Il résulte de ce qui précède que M. B… est fondé à soutenir que c’est à tort que, par le jugement attaqué, le tribunal administratif de Grenoble a rejeté sa demande.
Sur l’injonction :
Le présent arrêt implique nécessairement, égard aux motifs sur lesquels il se fonde, que la préfète du l’Isère délivre à M. B… un certificat de résidence d’un an « vie privée et familiale ». Il y a lieu, par suite, de lui enjoindre d’y procéder, dans le délai de deux mois suivant la notification du présent arrêt. Il n’y a pas lieu d’assortir cette injonction d’une astreinte.
Sur les frais de procès :
Il y a lieu, dans les circonstances de l’espèce, de mettre à la charge de l’État la somme de 1 500 euros au titre de l’article L. 761-1 du code de justice administrative.
DECIDE :
Article 1er : Le jugement n° 2407594 du 24 juin 2025 du tribunal administratif de Grenoble et l’arrêté du préfet de l’Isère du 30 juillet 2024 sont annulés.
Article 2 : Il est enjoint à la préfète de l’Isère de délivrer à M. B… un certificat de résidence d’un an « vie privée et familiale » dans le délai de deux mois suivant la notification du présent arrêt.

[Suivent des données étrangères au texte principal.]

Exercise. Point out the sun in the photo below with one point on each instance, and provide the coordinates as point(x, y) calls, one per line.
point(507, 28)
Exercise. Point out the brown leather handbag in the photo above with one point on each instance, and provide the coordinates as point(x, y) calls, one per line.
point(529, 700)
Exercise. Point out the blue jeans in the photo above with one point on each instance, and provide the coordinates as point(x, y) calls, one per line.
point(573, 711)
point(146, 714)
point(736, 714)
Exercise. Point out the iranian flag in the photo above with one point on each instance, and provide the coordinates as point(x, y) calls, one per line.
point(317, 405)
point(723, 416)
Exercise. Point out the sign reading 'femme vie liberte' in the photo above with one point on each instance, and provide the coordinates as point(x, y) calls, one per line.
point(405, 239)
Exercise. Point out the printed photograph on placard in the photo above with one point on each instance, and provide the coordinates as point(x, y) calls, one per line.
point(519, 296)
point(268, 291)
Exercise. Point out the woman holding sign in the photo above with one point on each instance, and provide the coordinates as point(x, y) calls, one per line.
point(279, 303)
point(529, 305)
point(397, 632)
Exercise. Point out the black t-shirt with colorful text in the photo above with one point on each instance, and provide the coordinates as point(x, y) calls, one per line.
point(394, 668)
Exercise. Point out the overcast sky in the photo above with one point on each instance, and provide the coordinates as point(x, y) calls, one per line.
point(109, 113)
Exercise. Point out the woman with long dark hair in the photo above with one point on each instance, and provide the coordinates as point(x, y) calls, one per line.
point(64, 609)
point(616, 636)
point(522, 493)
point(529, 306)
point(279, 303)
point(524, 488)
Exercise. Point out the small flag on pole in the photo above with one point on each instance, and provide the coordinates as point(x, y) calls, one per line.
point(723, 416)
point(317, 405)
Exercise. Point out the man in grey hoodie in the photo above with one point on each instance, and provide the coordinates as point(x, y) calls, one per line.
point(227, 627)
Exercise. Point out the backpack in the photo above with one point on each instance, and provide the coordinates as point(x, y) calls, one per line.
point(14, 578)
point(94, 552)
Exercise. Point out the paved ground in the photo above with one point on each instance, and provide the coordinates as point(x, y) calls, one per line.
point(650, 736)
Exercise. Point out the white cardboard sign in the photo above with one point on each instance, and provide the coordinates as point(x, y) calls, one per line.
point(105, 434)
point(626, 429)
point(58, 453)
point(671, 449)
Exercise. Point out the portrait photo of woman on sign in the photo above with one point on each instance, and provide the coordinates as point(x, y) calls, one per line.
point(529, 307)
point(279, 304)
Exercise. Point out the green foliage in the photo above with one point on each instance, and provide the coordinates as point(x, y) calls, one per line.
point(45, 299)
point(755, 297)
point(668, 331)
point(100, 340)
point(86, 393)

Article 3 : L’État versera à M. B… une somme de 1 500 euros en application de l’article L. 761-1 du code de justice administrative.
Article 4 : Le surplus des conclusions de la requête est rejeté.
Article 5 : Le présent arrêt sera notifié à M. A… B… et au ministre de l’intérieur.
Copie en sera adressée à la préfète de l’Isère.
Délibéré après l’audience du 5 mai 2026, à laquelle siégeaient:
M. Pourny, président de chambre,
M. Stillmunkes, président-assesseur,
M. Gros, premier conseiller.
Rendu public par mise à disposition au greffe le 21 mai 2026.
Le rapporteur,
B. Gros
Le président,
F. Pourny
La greffière,
N. Lecouey
La République mande et ordonne au ministre de l’intérieur, en ce qui le concerne ou à tous commissaires de justice à ce requis en ce qui concerne les voies de droit commun contre les parties privées, de pourvoir à l’exécution de la présente décision.